Their first bout, “the brawl in Montreal” provided a harsh lesson in reality to the groomed Leonard as he was bullied and drawn into Duran’s type of fight trying to go toe-to-toe with him. The entire fight was fought with great intensity and Duran won a unanimous decision. In an almost polar opposite of that fight, the rematch infamously became known simply as the “No Mas” fight, as Leonard made Duran quit with superior boxing and indeed taunting. Styles make fights but a person’s emotions and the intensity of a rivalry can also be a deciding factor.
Haye vs. Chisora
Grudges have a habit of making their way towards becoming signed fights, as many of them have been sold to the public on the back of this very basic premise.

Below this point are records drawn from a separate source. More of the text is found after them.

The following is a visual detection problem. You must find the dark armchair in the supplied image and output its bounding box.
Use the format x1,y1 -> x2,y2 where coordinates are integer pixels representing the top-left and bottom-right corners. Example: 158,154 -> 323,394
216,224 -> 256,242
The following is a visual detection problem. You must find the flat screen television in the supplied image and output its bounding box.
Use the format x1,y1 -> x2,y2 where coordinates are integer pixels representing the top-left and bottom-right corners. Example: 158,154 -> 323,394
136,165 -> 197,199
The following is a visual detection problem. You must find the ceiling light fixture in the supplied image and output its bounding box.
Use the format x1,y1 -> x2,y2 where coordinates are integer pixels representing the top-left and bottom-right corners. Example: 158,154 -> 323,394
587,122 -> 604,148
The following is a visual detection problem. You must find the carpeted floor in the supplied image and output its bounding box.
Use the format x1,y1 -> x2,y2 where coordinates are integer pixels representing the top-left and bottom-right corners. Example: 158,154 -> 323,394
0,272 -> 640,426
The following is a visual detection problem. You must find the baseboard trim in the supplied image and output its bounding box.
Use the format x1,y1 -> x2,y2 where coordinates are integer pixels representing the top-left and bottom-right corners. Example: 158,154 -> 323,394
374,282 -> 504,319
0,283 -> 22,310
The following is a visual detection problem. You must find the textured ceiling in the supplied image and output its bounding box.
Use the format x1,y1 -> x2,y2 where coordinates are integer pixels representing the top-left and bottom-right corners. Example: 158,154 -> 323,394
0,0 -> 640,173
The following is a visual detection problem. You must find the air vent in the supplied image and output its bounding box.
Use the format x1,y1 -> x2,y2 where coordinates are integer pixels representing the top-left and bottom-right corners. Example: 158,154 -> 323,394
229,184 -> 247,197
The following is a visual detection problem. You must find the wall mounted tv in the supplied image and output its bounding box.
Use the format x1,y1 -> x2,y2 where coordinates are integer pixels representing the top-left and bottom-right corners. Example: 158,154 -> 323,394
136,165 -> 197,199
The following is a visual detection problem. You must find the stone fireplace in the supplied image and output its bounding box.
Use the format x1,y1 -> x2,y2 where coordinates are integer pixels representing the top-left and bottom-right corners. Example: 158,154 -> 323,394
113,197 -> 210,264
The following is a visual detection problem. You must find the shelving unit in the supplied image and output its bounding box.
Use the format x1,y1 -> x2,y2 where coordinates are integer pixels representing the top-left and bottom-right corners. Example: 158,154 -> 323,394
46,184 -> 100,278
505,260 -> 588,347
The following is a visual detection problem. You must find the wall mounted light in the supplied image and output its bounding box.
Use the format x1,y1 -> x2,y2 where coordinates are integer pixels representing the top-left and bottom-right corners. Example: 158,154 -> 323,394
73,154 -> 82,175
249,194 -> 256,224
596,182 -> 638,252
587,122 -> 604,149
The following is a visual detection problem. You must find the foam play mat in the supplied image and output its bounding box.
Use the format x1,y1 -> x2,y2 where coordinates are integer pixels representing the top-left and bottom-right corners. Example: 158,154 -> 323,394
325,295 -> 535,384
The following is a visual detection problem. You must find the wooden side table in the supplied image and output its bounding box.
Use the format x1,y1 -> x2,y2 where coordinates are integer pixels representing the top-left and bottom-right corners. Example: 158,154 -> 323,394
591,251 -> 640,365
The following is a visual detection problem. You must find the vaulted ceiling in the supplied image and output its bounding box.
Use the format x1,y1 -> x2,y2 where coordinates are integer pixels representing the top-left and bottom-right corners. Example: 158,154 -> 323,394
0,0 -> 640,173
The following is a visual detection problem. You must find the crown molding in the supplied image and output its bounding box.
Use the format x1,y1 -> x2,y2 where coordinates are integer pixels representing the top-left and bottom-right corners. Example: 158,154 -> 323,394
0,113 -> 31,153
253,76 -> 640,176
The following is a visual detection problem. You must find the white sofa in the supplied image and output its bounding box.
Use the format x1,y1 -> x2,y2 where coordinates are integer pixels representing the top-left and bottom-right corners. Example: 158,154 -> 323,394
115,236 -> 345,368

Case in point was the recent David Haye vs. Dereck Chisora fight.
The brawl the duo had in Munich at a press conference sparked controversy as to whether or not the fight should be sanctioned. Irrespective of whose side you were on (Frank Warren’s or the British Boxing Board of Control) there was no question whether you were going to watch it or not. In the end, we saw a very legitimate (Luxembourg sanctioned), exciting sports event and an emphatic knockout by Haye to conclude any previous debate with both men burying the hatchet.
Barrera vs. Morales
Some encounters though have done little to temper the burning ill-will that some fighters have towards one another. The best recent example of this is between Marco Antonio Barrera and Erik Morales. Those fighters have carried such animosity with them throughout their entire careers. Their trilogy included 2 fights of the year in 2000 and 2004 but the bitter feeling still exists to this day.
Perhaps this is mainly because of their places of origin. One is from Mexico City and the other from the border-town Tijuana. Of course, not only were they born into a regional dispute, they were also fighting for the title of Mexico’s Numero Uno, a title previously owned by boxing legend Julio Cesar Chavez.
Ali vs. Frazier
Arguably the biggest grudge in boxing history was between Muhammad Ali and Joe Frazier. Again, no amount of in-ring wars seemed to soothe the bad feeling that Frazier had for Ali who, in the build-up to Thriller in Manila, was seen punching a rubber Gorilla saying “it’s gonna be a thriller in Manila when I kill that Gorilla,” amongst other memorable and unsavory taunts.
The cringing memory of how Ali tried to get under the skin of Frazier is testament that even the Greatest at times can show a real error of judgement that can cause permanent resentment. Long after they retired, and despite the best efforts of Frazier’s family to get him to make up with Ali, his memory of Ali’s taunts would hardly allow him to be in the same room let alone make amends.
Regardless of origins or outcomes, grudges provide the fan-base with a reason to get excited about boxing. They have revealed flaws as well as perfectly suited game plans from fighters desperately trying to edge one another.
Most of all, the grudge match should be a vehicle to earn respect and put to rest historic differences. However, as we have seen, some fall well short of this. When all is said and done, the grudge match remains among boxing’s biggest draws, and with good reason.